The HCU 20 specifies the superimposition target region SA based on the detection information of the road surface by the front camera 41. According to this, the HCU 20 can specify the superimposition target region SA in the foreground during actual traveling without being affected by aging.

When it is impossible to specify the superimposition target area SA based on the image captured by the front camera 41, the HCU 20 specifies the superimposition target area SA by using the high-precision map data together. According to this, the HCU 20 can more accurately specify the superimposition target area SA even when it is impossible to specify the superimposition target area SA only by the captured image.

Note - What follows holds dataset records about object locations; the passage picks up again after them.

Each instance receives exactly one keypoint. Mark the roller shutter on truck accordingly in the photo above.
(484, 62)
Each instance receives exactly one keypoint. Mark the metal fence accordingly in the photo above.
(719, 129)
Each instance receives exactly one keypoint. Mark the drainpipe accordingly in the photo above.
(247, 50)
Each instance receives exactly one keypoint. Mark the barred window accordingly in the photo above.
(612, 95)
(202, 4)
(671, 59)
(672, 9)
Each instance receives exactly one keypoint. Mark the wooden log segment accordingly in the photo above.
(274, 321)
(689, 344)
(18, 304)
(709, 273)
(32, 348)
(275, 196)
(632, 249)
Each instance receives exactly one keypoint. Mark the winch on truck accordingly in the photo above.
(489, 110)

The HCU 20 changes the threshold value of the area of the superimposed target region SA to be smaller as the display size of the generated AR virtual image Gi1 is smaller. Therefore, the HCU 20 can determine the road condition according to the display size of the AR virtual image Gi1.

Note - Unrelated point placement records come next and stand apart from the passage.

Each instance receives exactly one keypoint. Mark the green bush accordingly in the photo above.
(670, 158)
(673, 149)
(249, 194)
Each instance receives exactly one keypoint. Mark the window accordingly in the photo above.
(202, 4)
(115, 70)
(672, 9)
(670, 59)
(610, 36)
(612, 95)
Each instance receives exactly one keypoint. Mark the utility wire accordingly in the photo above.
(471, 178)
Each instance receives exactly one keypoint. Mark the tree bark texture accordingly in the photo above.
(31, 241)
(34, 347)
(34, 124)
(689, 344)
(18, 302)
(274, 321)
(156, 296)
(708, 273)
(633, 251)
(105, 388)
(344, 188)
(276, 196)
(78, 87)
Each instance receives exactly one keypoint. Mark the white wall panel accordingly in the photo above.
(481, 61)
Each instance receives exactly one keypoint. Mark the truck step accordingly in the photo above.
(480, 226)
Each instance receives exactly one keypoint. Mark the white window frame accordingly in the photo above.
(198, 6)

The HCU 20 determines that the road condition is unsatisfactory when the road has a downward slope. In the case of a downward slope, displaying the AR virtual image Gi1 may result in a superimposed display as if it were subducted with respect to the road surface. Therefore, in the case of a downward slope, this can be avoided by setting the non-AR virtual image Gi2. In particular, the HCU 20 of the first embodiment determines whether or not the road is a downward slope in addition to determining whether or not the superimposition target region SA exceeds the threshold value. Therefore, the HCU 20 can switch between the AR virtual image Gi1 and the non-AR virtual image Gi2 according to the condition that causes a downward shift of the AR virtual image Gi1 that cannot be determined only by determining the area of the superimposed target region SA.

The HCU 20 determines that the road condition is unsatisfactory when the lane cannot be specified at present. If the current lane cannot be specified, it becomes difficult to determine the display position of the AR virtual image Gi1. In such a case, since the non-AR virtual image Gi2 can be created, the display deviation of the AR virtual image Gi1 can be avoided.

When the AR virtual image Gi1 is superimposed on the traffic light, the HCU 20 changes the display mode of the AR virtual image Gi1. According to this, the HCU 20 can avoid that the AR virtual image Gi1 is superimposed on the traffic light and the visibility of the traffic light is deteriorated due to the change of the display mode.

(Other embodiments)
The disclosure herein is not limited to the exemplary embodiments. Disclosures include exemplary embodiments and modifications by those skilled in the art based on them. For example, the disclosure is not limited to the parts and / or combinations of elements shown in the embodiments. Disclosure can be carried out in various combinations. The disclosure can have additional parts that can be added to the embodiment. Disclosures include those in which the parts and / or elements of the embodiment are omitted. Disclosures include the replacement or combination of parts and / or elements between one embodiment and another. The technical scope disclosed is not limited to the description of the embodiments. Some technical scopes disclosed are indicated by the description of the scope of claims and should be understood to include all modifications within the meaning and scope equivalent to the description of the scope of claims. ..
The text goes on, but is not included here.